Un esquiador disfruta en el snowpark de Cerler.

Acceder a las estaciones invernales del Pirineo es cada vez más complicado y en muchos casos conlleva soportar grandes retenciones de vehículos. Este puente de San Valero, las estaciones esperan lleno absoluto y podría ocurrir lo mismo que el fin de semana pasado, cuando el número de vehículos que circularon por las vías de acceso cuadriplicó al habitual y se generaron largos atascos.

El pasado fin de semana entre Formigal y Sabiñánigo circularon 7.000 vehículos y por los ocho kilómetros de Monrepós pasaron 8.000, cuando lo habitual son 2.000 o 2.500

La N-260 entre Biescas y Sabiñánigo, la A-136 entre Formigal y Biescas y la N-330 entre el Alto de Monrepós y la autovía, donde se juntan los que vienen del Valle de Tena y los del Valle del Aragón, son los tramos más saturados, con un carril por dirección, según la Jefatura Provincial de Tráfico de Huesca.

«Al ampliar la zona de aparcamiento de Formigal, este año está subiendo más gente y esa carretera se satura, sobre todo los domingos por la mañana o a la hora de regreso», explican.

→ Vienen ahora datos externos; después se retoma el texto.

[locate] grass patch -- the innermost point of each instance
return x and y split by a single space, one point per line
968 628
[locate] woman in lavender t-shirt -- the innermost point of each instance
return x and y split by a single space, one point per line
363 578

El pasado fin de semana entre Formigal y Sabiñánigo circularon 7.000 vehículos y por los ocho kilómetros de Monrepós pasaron 8.000, cuando lo habitual son 2.000 o 2.500, por lo que el tráfico fue más lento.

Las carreteras que unen Benasque con Campo y con Cerler también han sufrido retenciones los últimos fines de semana, aunque los responsables turísticos de la zona explican las razones. «Los sábados y domingos por la tarde bajan demasidados coches, pero el problema es que muchos no llevan cadenas o no saben ponerlas y paralizan la circulación si hay nieve», señalan.